View all publications

Appendix I: Notes on the Upper Confidence Limit

The upper confidence limit (UCL) is a statistical term that can be calculated for data collected from a statistically designed soil-sampling programme. The method for calculating the UCL will depend on the data distribution. Soil samples collected from a statistically designed programme are taken to be representative of the actual environmental conditions onsite (ie, samples collected are a subset of the actual site conditions, but represent the whole site).

The 95% confidence interval (or error) is the region about the sample mean that is likely to contain the underlying population mean (representing the whole site itself) with a probability of 95%. Confidence intervals of 80%, 90%, 99%, 99.5%, etc. can be similarly defined. In other words, based on the samples collected, there is a probability of only 5% (1 in 20) that the population mean for the entire site will fall outside the boundaries defined by the 95% confidence interval. The confidence interval is dependent on the sample size, with the interval estimate providing an indication of how much uncertainty there is in the estimate of the true mean. The larger the population size (recommended n > 30), the narrower the confidence interval.
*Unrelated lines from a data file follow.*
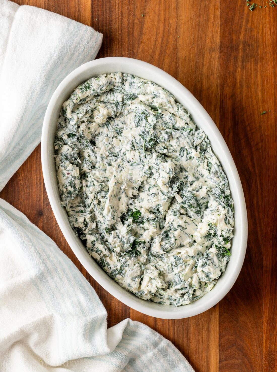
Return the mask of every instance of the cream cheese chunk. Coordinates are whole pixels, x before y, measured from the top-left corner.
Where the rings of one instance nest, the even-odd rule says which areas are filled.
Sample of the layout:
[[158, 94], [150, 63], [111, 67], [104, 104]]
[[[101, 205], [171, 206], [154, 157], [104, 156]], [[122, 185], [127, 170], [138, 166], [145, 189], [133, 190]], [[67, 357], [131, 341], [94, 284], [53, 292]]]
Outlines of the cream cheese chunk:
[[171, 93], [128, 74], [92, 77], [64, 103], [55, 147], [62, 205], [110, 276], [176, 306], [211, 290], [230, 258], [233, 202], [207, 136]]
The 95% confidence limit is simply the mean plus or minus the confidence error, giving an upper and lower confidence limit, respectively. For contaminated sites, the UCL is naturally of more interest than the overall confidence interval, and further discussion focuses on this.

In order for an estimated UCL to be valid, the method selected has to be appropriate for the underlying distribution. Under some circumstances, such as broad-field horticultural soil sampling away from any spray shed or mixing area, the distribution of contaminants is likely to be normal. In these cases, the UCL can be calculated from either the Student's t-distribution (n < 30) or the normal distribution (n > 30), depending on the number of samples. However, at most contaminated sites the distribution of contaminants is not normal. The more frequent pattern is a cluster of low to mid-range results containing most observations, along with a smaller group of results containing very high observations, representing the most contaminated areas. In these cases, a number of approaches are possible for estimating the UCL.
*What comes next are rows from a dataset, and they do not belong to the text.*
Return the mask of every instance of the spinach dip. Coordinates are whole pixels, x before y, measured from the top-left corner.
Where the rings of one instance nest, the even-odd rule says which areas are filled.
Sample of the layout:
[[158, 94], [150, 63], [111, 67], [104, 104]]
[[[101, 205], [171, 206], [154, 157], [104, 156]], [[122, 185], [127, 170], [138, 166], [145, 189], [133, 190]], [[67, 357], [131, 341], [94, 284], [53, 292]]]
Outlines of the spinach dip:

A software package designed to assist in calculating the confidence interval and UCL, called ProUCL, is provided free of charge by the US EPA. This provides 10 possible methods for calculating the UCL, and can also be used to check data normality. At the time of writing, it is available from: www.epa.gov/esd/tsc/TSC_form.htm.
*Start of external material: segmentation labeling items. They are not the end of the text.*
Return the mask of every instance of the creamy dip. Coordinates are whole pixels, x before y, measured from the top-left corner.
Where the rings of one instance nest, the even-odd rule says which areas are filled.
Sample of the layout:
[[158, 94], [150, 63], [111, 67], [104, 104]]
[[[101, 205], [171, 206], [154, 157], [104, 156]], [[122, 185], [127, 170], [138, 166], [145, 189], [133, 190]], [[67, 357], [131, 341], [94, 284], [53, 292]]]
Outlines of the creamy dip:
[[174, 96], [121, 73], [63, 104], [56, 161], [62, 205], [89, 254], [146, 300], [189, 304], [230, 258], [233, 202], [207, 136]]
However the UCL is estimated, it is worth noting that the value does not represent the 'worst case scenario' for a site but the limit above which the site average is unlikely to occur. As such, it can form a useful part of a statistical summary, but is not the final word on contamination. Valuable uses for a properly derived UCL are:

  • conservative estimation of long-term (chronic) exposure risk, where the nature of contaminants and the concentrations are such that short-term (acute) exposure is not an issue - UCLs are appropriate for this because long-term risk relates to averaged and aggregated exposure
  • comparing results to a (long-term) guideline value - as a rule of thumb, the site will be acceptable if the 95% UCL is at or below the guideline, provided no result is more than twice the guideline value.